The extent of the challenge is highlighted by new data released for World Hepatitis Day by The Hepatitis C Trust, showing that 80% of people don’t realise that hepatitis C can lead to cancer. Despite four out of five respondents stating they thought they knew what hepatitis C is, less than 40% knew that it infects the liver, and less than a third realised it is curable.
Symptom awareness is low, with only a third of respondents accurately identifying tiredness, loss of appetite, vomiting and abdominal pains as signs of infection. When asked how hepatitis C is transmitted, 30% incorrectly said it was through exchanging saliva.

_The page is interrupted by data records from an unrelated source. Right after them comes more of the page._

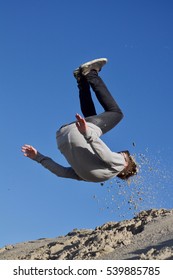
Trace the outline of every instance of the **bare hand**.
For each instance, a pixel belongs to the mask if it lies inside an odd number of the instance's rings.
[[[80,133],[85,134],[87,131],[87,122],[85,121],[84,118],[82,118],[79,114],[76,114],[76,126],[79,130]]]
[[[25,144],[22,147],[22,152],[25,157],[29,157],[31,159],[34,159],[37,155],[37,150],[34,147],[27,144]]]

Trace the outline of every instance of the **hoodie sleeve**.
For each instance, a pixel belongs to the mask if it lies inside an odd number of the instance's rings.
[[[37,156],[34,159],[36,162],[40,163],[43,167],[57,175],[58,177],[75,179],[75,180],[82,180],[71,167],[64,167],[51,158],[42,155],[41,153],[37,152]]]
[[[112,152],[108,146],[98,137],[97,133],[88,128],[83,135],[95,154],[108,166],[121,171],[124,168],[124,157],[120,153]]]

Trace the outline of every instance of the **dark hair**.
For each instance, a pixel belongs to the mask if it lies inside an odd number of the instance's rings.
[[[135,159],[130,155],[129,151],[122,151],[120,153],[125,153],[127,155],[127,162],[128,166],[125,167],[118,175],[117,177],[122,180],[127,180],[131,176],[134,176],[138,172],[137,164],[135,162]]]

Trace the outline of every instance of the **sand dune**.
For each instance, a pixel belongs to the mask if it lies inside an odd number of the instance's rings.
[[[131,220],[66,236],[5,246],[1,260],[173,259],[173,210],[151,209]]]

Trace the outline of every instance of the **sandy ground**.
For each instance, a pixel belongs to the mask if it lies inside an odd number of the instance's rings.
[[[5,246],[1,260],[173,260],[173,210],[142,211],[131,220],[75,229],[66,236]]]

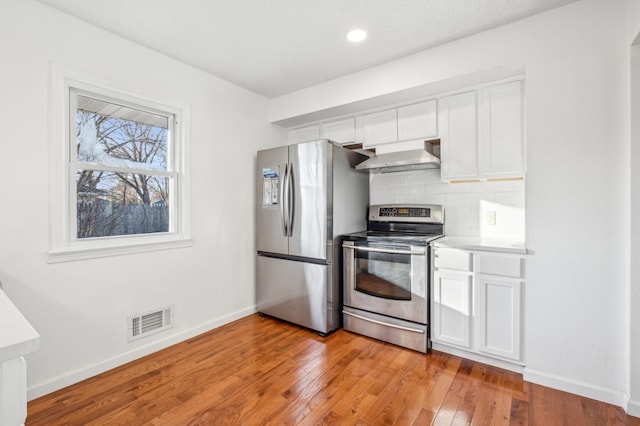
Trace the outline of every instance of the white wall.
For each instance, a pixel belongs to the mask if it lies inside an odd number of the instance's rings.
[[[254,164],[267,101],[40,3],[0,14],[0,281],[41,335],[31,398],[254,311]],[[50,63],[190,105],[193,247],[48,264]],[[126,317],[175,306],[126,342]]]
[[[271,119],[286,122],[521,64],[530,250],[525,379],[621,406],[629,394],[631,4],[583,0],[270,104]]]

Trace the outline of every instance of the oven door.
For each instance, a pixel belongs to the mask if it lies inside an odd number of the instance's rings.
[[[345,241],[344,305],[428,323],[427,247]]]

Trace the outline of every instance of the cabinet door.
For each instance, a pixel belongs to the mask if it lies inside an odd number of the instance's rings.
[[[398,108],[398,140],[433,139],[438,136],[436,101]]]
[[[322,125],[322,137],[339,144],[350,143],[356,140],[356,125],[353,118],[332,121]]]
[[[442,180],[476,179],[478,146],[476,92],[438,101]]]
[[[479,275],[480,352],[520,360],[521,287],[519,280]]]
[[[390,109],[363,116],[364,147],[398,140],[397,110]]]
[[[438,270],[433,273],[431,329],[434,342],[471,347],[472,276]]]
[[[524,175],[524,136],[520,81],[486,87],[479,94],[480,174]]]
[[[301,127],[299,129],[289,130],[289,143],[296,144],[300,142],[317,141],[320,139],[320,126]]]

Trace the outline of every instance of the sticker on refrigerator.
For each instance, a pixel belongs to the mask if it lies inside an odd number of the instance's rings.
[[[278,173],[262,169],[262,205],[278,204]]]

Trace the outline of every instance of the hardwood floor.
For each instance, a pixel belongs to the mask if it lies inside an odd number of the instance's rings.
[[[252,315],[29,402],[35,425],[640,425],[522,376]]]

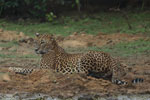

Hepatitis C is transmitted through blood-to-blood contact, with shared needles being the most common transmission route. Less than half of adults knew that symptoms are not always obvious and can go unnoticed, leading to people living for years without knowing they are infected.
On World Hepatitis Day, The Hepatitis C Trust is calling for increased community outreach efforts to ensure all those living with hepatitis C who are undiagnosed or out of touch with services are tested, treated and cured. We want to see testing and treatment available in all community settings, including pharmacies, drug and alcohol services, sexual health services and primary care. There are excellent examples of innovative outreach methods around the country, including projects enabling testing and treatment in pharmacies alongside needle and syringe provision, home delivery of treatments, and nurse-led ‘one-stop’ hepatitis C services within substance misuse services. These projects should be upscaled and emulated.
Bold ambition will be necessary to achieve the NHS England’s stated ambition of eliminating hepatitis C by 2025, but it is possible, and we should seize the opportunity with both hands.